In [None]:
The sudden rush of people to formerly-sparse city centers has created some undesirable effects such as increased housing prices, and raised concerns over gentrification in historically working-class neighborhoods. Currently the housing market is tight in our hottest cities, leading to a housing crisis.
https://www.tennessean.com/story/opinion/columnists/david-plazas/2018/07/13/affordable-housing-nashville-urban-crisis-grows-more-severe/777899002/

Importantly, it's common that gentrification complaints are much ado about nothing. Research has failed to find much displacement caused by gentrification in America, and this could mean that urban house prices are, in general, not rising very fast.
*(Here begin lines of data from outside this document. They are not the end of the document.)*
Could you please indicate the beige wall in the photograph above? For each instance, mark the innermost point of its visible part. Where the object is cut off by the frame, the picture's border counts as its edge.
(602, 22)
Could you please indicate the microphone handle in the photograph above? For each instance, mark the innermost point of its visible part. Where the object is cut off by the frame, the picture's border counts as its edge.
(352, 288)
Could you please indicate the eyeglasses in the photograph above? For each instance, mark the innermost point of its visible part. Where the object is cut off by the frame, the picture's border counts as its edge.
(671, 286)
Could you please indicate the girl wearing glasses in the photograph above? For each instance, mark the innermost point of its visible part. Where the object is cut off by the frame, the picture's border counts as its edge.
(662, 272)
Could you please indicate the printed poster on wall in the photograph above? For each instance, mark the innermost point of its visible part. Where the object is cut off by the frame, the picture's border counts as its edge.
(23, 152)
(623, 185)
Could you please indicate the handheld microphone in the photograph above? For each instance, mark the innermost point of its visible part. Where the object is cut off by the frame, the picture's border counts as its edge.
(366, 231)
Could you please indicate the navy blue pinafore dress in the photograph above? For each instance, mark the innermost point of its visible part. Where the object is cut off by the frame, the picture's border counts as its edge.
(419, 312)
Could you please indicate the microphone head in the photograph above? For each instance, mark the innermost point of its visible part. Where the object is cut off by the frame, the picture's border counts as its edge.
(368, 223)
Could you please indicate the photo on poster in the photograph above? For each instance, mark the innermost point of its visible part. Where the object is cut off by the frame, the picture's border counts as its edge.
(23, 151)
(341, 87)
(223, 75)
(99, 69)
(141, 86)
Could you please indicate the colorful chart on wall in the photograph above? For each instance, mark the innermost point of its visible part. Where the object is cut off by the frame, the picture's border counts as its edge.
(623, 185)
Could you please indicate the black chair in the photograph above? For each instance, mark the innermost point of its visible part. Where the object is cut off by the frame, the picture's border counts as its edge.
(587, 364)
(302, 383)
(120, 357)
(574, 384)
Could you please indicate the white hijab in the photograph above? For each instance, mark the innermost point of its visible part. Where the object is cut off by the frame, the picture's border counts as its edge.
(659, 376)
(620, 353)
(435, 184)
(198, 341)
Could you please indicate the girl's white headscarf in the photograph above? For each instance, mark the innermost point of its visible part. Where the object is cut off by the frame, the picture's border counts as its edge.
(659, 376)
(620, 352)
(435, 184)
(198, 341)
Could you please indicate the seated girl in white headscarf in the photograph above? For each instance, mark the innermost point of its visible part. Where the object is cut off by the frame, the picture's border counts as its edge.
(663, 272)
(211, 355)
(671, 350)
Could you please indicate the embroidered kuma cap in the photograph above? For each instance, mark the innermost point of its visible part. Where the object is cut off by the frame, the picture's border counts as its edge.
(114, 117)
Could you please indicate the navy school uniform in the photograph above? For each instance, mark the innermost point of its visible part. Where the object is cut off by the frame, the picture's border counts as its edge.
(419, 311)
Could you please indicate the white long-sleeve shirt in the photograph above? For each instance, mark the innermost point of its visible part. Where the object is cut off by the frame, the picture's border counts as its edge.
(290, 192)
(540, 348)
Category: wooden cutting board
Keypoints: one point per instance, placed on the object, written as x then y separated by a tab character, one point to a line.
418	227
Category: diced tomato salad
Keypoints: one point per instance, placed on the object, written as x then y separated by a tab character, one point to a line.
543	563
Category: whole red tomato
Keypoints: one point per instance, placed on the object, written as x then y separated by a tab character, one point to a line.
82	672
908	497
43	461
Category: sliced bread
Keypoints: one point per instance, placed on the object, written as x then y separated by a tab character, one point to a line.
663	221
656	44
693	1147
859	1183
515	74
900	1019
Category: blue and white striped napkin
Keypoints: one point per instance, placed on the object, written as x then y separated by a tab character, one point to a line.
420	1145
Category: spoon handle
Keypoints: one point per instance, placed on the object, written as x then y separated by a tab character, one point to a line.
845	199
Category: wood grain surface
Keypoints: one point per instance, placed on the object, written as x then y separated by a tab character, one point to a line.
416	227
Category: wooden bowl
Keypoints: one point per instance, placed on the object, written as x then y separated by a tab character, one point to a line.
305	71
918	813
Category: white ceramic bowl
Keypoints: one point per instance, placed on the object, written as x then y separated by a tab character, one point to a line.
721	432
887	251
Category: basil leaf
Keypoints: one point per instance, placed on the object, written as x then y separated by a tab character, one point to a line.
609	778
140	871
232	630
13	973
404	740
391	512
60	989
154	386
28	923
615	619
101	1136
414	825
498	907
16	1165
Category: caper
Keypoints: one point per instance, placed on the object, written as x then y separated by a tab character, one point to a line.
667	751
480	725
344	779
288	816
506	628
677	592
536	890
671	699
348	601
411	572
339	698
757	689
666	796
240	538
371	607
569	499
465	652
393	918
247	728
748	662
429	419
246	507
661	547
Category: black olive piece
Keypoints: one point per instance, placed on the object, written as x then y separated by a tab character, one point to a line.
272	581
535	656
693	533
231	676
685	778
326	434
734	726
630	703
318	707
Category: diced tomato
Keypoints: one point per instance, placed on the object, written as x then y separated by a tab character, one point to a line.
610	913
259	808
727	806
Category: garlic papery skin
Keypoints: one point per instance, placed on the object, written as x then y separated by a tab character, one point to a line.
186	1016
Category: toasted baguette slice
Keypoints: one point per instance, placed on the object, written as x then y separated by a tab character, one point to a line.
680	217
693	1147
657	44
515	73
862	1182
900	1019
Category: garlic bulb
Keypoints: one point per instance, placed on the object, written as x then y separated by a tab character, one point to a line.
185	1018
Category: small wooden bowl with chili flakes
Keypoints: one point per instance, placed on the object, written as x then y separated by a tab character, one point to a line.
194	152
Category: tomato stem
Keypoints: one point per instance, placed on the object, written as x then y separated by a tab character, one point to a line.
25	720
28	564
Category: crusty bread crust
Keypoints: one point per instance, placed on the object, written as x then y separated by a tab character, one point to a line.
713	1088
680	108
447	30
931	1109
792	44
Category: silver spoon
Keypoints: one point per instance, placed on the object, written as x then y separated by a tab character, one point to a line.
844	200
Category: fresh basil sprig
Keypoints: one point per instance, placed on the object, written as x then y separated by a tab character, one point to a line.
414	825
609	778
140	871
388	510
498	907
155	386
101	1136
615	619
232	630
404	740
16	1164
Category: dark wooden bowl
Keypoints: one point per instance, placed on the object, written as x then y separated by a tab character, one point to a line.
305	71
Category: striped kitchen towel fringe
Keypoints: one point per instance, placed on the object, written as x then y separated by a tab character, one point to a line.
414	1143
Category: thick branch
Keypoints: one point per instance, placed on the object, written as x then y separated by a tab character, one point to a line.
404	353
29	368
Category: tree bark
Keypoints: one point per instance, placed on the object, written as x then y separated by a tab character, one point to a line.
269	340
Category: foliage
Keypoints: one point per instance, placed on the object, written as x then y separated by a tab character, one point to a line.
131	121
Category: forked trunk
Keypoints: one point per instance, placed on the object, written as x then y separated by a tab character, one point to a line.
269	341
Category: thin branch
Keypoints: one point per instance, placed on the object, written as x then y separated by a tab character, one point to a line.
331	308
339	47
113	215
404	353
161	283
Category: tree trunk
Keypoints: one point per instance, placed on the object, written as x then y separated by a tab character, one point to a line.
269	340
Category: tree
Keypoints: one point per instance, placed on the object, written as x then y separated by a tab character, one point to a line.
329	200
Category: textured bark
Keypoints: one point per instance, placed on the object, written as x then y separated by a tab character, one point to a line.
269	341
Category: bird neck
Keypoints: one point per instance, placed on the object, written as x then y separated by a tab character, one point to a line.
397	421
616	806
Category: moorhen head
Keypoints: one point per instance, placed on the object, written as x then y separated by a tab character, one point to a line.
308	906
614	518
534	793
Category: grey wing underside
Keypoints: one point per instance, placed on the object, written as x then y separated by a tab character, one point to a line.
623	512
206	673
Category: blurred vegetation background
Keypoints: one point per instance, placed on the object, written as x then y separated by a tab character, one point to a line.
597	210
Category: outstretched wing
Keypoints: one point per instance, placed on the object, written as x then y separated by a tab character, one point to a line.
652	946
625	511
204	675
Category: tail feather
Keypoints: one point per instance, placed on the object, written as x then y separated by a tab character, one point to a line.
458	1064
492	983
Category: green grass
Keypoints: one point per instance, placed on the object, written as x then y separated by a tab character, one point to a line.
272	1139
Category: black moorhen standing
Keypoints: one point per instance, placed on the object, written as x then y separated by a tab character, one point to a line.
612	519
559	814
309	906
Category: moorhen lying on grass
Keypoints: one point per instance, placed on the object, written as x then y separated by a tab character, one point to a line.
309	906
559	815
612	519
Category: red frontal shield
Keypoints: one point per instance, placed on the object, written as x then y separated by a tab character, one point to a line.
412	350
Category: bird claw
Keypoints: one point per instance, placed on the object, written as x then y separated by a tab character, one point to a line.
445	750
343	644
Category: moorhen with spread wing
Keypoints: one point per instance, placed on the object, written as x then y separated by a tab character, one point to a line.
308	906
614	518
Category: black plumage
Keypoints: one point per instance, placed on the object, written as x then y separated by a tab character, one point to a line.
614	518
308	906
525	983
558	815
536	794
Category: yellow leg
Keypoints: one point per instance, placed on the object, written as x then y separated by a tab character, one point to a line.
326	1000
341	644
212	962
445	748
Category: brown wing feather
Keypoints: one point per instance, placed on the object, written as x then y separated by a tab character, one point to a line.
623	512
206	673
https://www.planetizen.com/blogs/105866-gentrification-mania

In [None]:
#Plotting average PPS per month
df.groupby(df['Sale Date'].dt.to_period('M'))['PPS'].median().plot(figsize=(9,9))
plt.ylabel('Median PPS', fontsize=15)
plt.xlabel('Sale Date', fontsize=15)
plt.title('Median PPS Over Time', fontsize=15)
#Look for luxury development completed in Jan 2018

In [None]:
#Plotting median sale price to compare to PPS
df.groupby(df['Sale Date'].dt.to_period('M'))['Sale Price'].median().plot(figsize=(8,8))
plt.xlabel('Sale Date', fontsize=15)
plt.ylabel('Median Sale Price (thousands)', fontsize=15)
plt.title('Median Sale Price Over Time', fontsize=15)

In [1]:
#Plotting Sale Count to see if there's any correlation
#Note that sale price correlates with the sale volume (exhibits similar seasonality)
df.groupby(df['Sale Date'].dt.to_period('M'))['Sale Price'].count().plot(fontsize=12, figsize=(12,8))
plt.ylabel('Sales Count', fontsize=15)
plt.xlabel('Sale Date', fontsize=15)
plt.title('Sale Count by Month', fontsize=15)
#Check against another city or housing index, MLS has publicly available data and Redfin to see if the pattern is normal

NameError: name 'df' is not defined

## Median sale price of a house in Nashville has increased over 40% in 5 years (according to Davidson County data).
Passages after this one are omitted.